With that in mind, Erich abruptly steered across traffic and headed for Friedrich Ebert Strasse. He usually avoided his home-street, especially now that his parents had returned to the apartment they had abandoned, and taken over the tobacco shop again. That thieves such as his parents could be gifted the business they had previously ransacked was indicative of the moral penury of the times. It sickened him--but whether because of the immorality or because he hated his father, he wasn't sure.
Today was Sunday, and his father had not yet opened the shop. Probably gone to Mass, now that he was wealthy; celebrating not the bread and wine, but the roast duckling and vintage sherry he and Erich's mother would later enjoy.
The idea Corporal Müller had given him overpowered Erich's scorn for everything the tobacco shop represented.
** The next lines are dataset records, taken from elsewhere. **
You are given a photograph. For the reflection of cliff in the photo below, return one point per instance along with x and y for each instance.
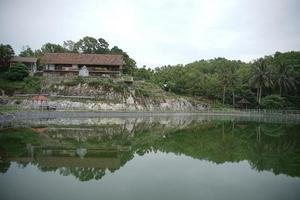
(86, 152)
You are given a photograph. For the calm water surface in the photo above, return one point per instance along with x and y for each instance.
(149, 158)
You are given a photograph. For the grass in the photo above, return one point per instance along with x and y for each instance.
(31, 84)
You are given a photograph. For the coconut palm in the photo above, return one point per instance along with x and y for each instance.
(283, 79)
(261, 77)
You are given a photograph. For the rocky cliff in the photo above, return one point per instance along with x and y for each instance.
(107, 94)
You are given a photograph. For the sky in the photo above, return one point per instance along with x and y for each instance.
(158, 32)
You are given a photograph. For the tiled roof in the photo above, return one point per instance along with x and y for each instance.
(23, 59)
(82, 59)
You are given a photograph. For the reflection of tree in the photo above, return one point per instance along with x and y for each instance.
(4, 166)
(269, 147)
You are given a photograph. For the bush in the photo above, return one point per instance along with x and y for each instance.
(273, 102)
(108, 85)
(32, 84)
(17, 72)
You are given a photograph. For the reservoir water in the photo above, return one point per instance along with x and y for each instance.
(150, 158)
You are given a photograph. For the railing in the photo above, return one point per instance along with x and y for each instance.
(254, 111)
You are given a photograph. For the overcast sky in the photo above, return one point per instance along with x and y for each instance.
(158, 32)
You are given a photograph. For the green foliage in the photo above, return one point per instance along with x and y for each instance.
(17, 72)
(52, 48)
(230, 81)
(129, 64)
(91, 45)
(28, 85)
(27, 52)
(142, 73)
(273, 102)
(6, 53)
(108, 85)
(32, 84)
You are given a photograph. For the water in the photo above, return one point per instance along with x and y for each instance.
(150, 158)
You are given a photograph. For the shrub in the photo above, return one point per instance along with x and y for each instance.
(32, 84)
(17, 72)
(273, 102)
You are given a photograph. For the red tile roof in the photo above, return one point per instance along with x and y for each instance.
(82, 59)
(23, 59)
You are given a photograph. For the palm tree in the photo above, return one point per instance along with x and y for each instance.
(283, 79)
(261, 77)
(225, 82)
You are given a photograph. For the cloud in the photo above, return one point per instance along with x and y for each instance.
(158, 32)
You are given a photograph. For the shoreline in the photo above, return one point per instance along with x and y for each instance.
(32, 115)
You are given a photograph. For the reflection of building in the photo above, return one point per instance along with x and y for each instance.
(92, 158)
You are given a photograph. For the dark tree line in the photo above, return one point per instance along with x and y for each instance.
(268, 82)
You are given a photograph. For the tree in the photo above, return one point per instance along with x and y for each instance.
(261, 77)
(26, 52)
(103, 46)
(52, 48)
(87, 45)
(17, 72)
(70, 46)
(129, 64)
(6, 53)
(273, 102)
(283, 78)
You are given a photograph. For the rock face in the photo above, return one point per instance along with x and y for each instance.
(107, 94)
(129, 104)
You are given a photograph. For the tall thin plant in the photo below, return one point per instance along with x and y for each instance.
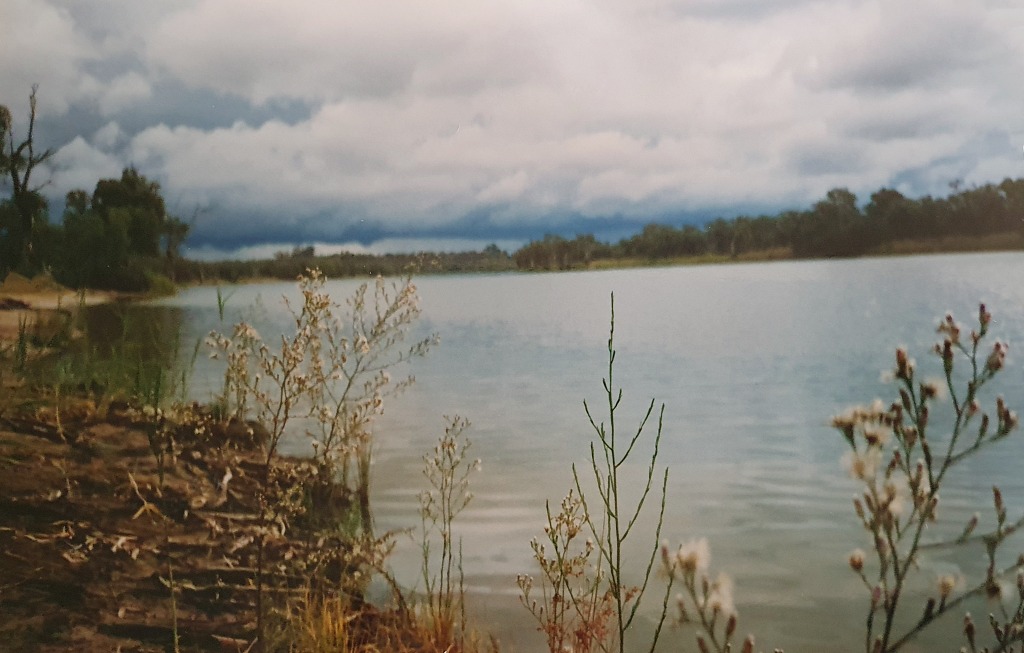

He passed the place, its shades halfway down, the tall windows looking sleepy-eyed, and parked his bike next door, against the gold-plated guardrail above what was once Kaverne, Grand dame Rathenau's cabaret for the upper-crust. He looped Taurus' leash through the rail and descended the stairs. Like regressing into a past life, he thought, letting the cool, moist shadows invade him.
Shaking, he removed his lock picks, a memento from chil
dhood, from the small leather pouch at the end of his key chain. He willed the shaking to stop, and was thankful, regardless of the trembling, when he was able to open the door.
He slipped in quickly, like a boy afraid the bogey man was coming, and shut the door quietly and firmly behind him. The basement nightclub awaited him at the bottom of the metal spiral stairs, dust dancing in the light streaming through the green, sidewalk-level windows.
The place smelled old and musty. Disused. The chairs were upended on the tables, and everything was covered with dusty muslin. He assumed, for lack of specific knowledge, that the ownership of the place had reverted to the furriers, upstairs, from whom the Grand dame had purchased it, though perhaps it belonged to Miriam and she did not know it. Had Goebbels confiscated all her property, or just the Grünewald estate? It was worth looking into.
He went slowly down the steps, the metal ringing, his eyes on the empty dance floor. There he--and Solomon--had first seen her, a sylph in white tights, form-fitting tunic, swirl of pale pink niñon. Her singing once again hummed in his ears, her subsequent can-can--with his first look at her leotarded thighs--danced before his eyes. She had been fifteen or sixteen then, probably the same age as the girl today at the butcher shop, he thought with a slight shame; he and Sol two years younger. "Wenn der weisse Flieder wieder blüht," she had sung, with the voice of an angel. "When the white lilac blooms again."
Someone had stacked two sets of two tables each close to the dance floor and canopied the creation with a shawl, as though to form an archway through which dancers might pass. Kids, he thought; probably partying. He wondered if they had gotten in as he and Sol used to, with lock picks. They could not have come up through the ancient sewer that ran beneath the cabaret and the tobacco shop, because his father had welded the grate shut at the shop, and he assumed the padlock had been replaced at this end. Not that he was about to go down into the cellar to find out. The place held too many bitter memories.